My point was only that you don’t constantly hear left-wingers talking about abortion rights because, in the eyes of most of the public at least, these are something that we already have. Frankly I’ll fall off my chair if that changes tomorrow, although I accept that it always pays to be vigilant.

Alan

I understand what you mean by the status quo but we have to remember the anti abortionists will not give up and go away. any chance they will take it to undermine the rights we have. They may have been won, but they are always at risk.

We can be pretty sure the anti abortionists will have been putting pressure on MPs. Some of them may see agreeing to a time limit as a compromise. Of course the anti abortionists will see that as encouragement to go further. My concern is the left havent been fully behind this campaign and actively making comtact with MPs on this and countering the emotive and scientifically doubtful crap of Nadine Dorries.

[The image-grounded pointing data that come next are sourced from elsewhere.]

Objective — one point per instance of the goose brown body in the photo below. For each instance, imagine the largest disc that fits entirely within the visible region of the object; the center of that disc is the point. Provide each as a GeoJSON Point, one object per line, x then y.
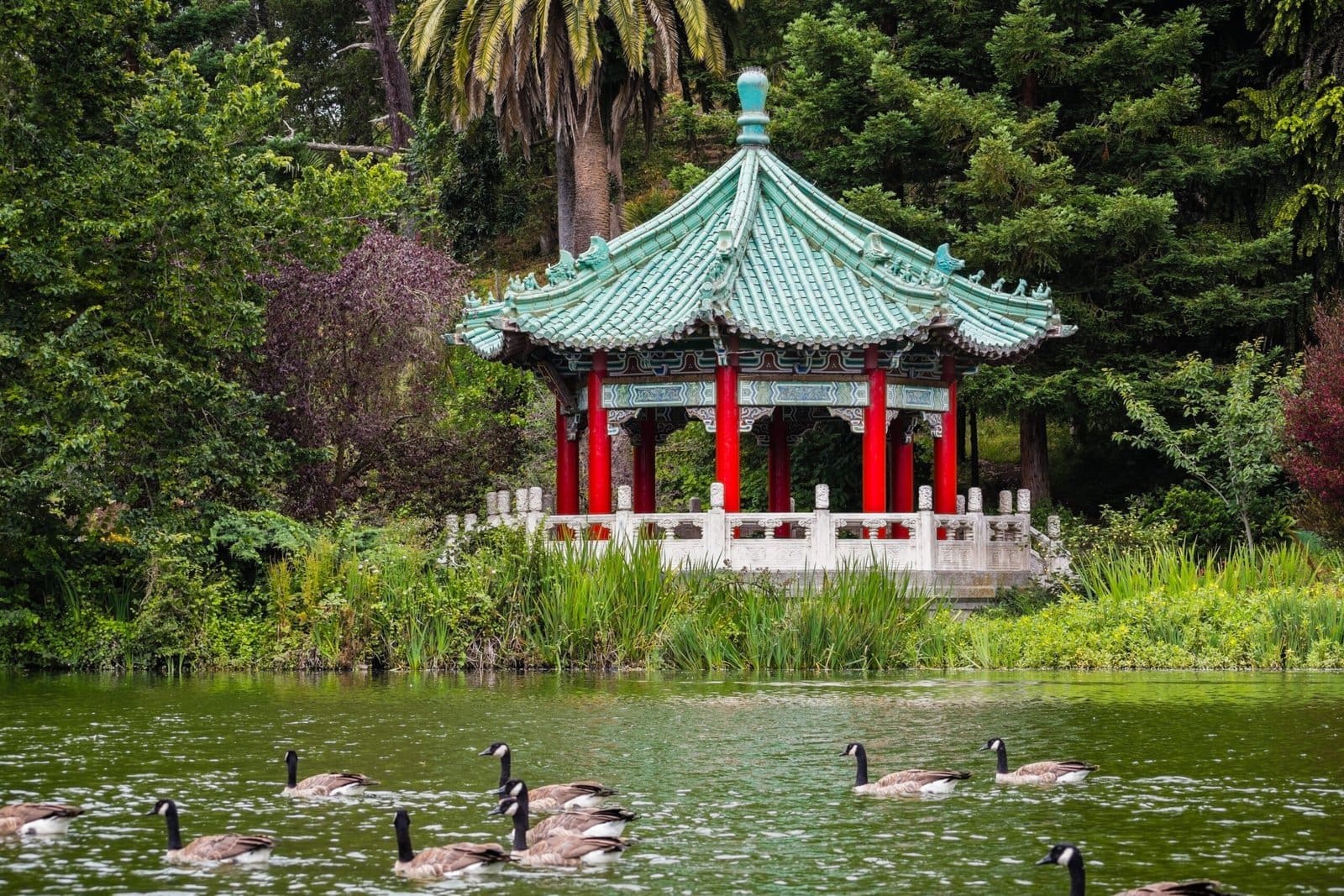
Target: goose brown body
{"type": "Point", "coordinates": [443, 862]}
{"type": "Point", "coordinates": [902, 783]}
{"type": "Point", "coordinates": [562, 849]}
{"type": "Point", "coordinates": [608, 821]}
{"type": "Point", "coordinates": [37, 819]}
{"type": "Point", "coordinates": [575, 794]}
{"type": "Point", "coordinates": [329, 783]}
{"type": "Point", "coordinates": [1063, 772]}
{"type": "Point", "coordinates": [212, 848]}
{"type": "Point", "coordinates": [1072, 857]}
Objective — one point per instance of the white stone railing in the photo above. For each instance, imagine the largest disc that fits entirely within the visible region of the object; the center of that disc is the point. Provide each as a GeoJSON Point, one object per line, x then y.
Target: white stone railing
{"type": "Point", "coordinates": [968, 540]}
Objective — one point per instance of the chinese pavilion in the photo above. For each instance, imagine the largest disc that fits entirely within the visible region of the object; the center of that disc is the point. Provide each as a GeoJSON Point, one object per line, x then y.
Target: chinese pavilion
{"type": "Point", "coordinates": [759, 305]}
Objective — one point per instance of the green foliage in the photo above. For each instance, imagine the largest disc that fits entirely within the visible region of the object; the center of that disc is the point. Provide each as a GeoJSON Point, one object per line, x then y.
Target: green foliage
{"type": "Point", "coordinates": [1236, 427]}
{"type": "Point", "coordinates": [132, 228]}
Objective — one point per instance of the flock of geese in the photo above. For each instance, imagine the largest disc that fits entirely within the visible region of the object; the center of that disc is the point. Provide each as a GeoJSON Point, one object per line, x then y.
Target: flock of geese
{"type": "Point", "coordinates": [578, 831]}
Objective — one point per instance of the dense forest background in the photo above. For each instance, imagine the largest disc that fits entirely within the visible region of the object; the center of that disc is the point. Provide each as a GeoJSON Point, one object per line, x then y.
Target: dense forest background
{"type": "Point", "coordinates": [233, 234]}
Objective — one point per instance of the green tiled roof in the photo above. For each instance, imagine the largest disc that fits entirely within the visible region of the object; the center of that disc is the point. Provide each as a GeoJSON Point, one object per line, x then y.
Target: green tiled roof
{"type": "Point", "coordinates": [759, 250]}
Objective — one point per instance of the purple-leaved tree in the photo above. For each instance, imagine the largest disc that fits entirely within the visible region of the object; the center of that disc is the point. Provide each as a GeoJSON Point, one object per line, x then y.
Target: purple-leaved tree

And as for the status quo and a right won I would argue what we have is not good enough. We need to campaign for one doctors signature . Im not sure of the figures but im pretty sure lots of women go private for abortions as its quicker and easier . I have to say if i was ever in that position I probably would as contrary to other myths most women want to do it early and don’t wake up at 20 odd weeks and suddenly decide to abort.

If we are always just defending we will see those rights defending, we will always be on the backfoot. And it doesnt help if we have as leaders men who won’t vote to defend and push for the rights of women to control their own bodies.

“If we are always just defending we will see those rights defending”

oops, meant to be “if we are always just defending we will see those rights pushed back”

I see that three Labour Representation Committee supporting MPs voted for 22 weeks, and one voted for 12 weeks.

So why do you single out Galloway?

Was there any discussion on the LRC national committee about mandating the LRC MPs.

Yet we were told it was “shameful” by Tami Peterson , who is actualy on the LRC national committee, that we were not mandating galloway.

Did the LRC steering committee discuss it? Why is it shameful for Respect, but not even worthy of comment about the LRC MPs?

Doesn’t Respect Renewal sell itself as being, like, more left wing than the Labour Party, though? Or does that not extend to questions of womens’ rights?